Even though the papaya is a native of the Wester Hemisphere, papayas have been cultivated all over the world in semitropical zones. The exotic flavor of this fruit combines the dried red chile and mace to give it a most wonderful taste in this South African recipe.
- 2 tablespoons butter
- 1 cup chopped onion
- 1/2 cup chopped parsley
- 2 teaspoons red chile powder
- 1 1/2 pound papaya, peeled seeded, and coarsley cubed
- 1 cup papaya juice
- 1/2 teaspoon salt
- 1/4 teaspoon freshly ground white pepper
- 1/8 teaspoon ground mace
- 3 1/4 cups milk
- 2 easpoons cornstarch
- * Garnish: croutons
Heat the butter in a large skillet and add the onions and saute until they are a golden color, about 3 minutes. Add the parsley, chile powder, cubed papaya, papaya juice, salt, and pepper and simmer over a low heat until the mixture resembles a pulp.
Position a sieve over a large saucepan, pour the papaya pulp into the sieve, and press down on the contents to get all of the liquid into the saucepan. Add the mace.

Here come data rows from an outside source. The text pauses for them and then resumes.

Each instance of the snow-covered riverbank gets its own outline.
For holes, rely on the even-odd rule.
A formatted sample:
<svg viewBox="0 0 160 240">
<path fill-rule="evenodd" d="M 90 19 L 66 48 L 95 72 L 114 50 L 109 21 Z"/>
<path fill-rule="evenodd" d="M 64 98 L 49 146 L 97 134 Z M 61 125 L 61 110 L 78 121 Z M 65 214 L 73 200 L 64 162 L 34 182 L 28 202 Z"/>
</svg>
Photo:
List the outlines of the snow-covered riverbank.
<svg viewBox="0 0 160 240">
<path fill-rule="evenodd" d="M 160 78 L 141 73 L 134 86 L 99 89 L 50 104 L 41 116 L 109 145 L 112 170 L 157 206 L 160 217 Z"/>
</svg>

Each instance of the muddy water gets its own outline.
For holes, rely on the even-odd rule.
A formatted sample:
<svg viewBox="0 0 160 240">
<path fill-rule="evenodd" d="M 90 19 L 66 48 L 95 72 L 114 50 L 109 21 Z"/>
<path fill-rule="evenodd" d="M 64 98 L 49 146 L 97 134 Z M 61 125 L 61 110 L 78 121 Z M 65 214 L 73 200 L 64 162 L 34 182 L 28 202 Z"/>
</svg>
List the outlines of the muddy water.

Add the 3 cups of milk and heat the mixture gently, not allowing it to boil. When the mixture is hot, mix the cornstarch and the 1/4 cup of milk in a small jar and skake. Pour the cornstarch through a fine sieve into the hot soup and stir until the soup is slightly thickened. Simmer for 3 minutes over a low heat and serve hot.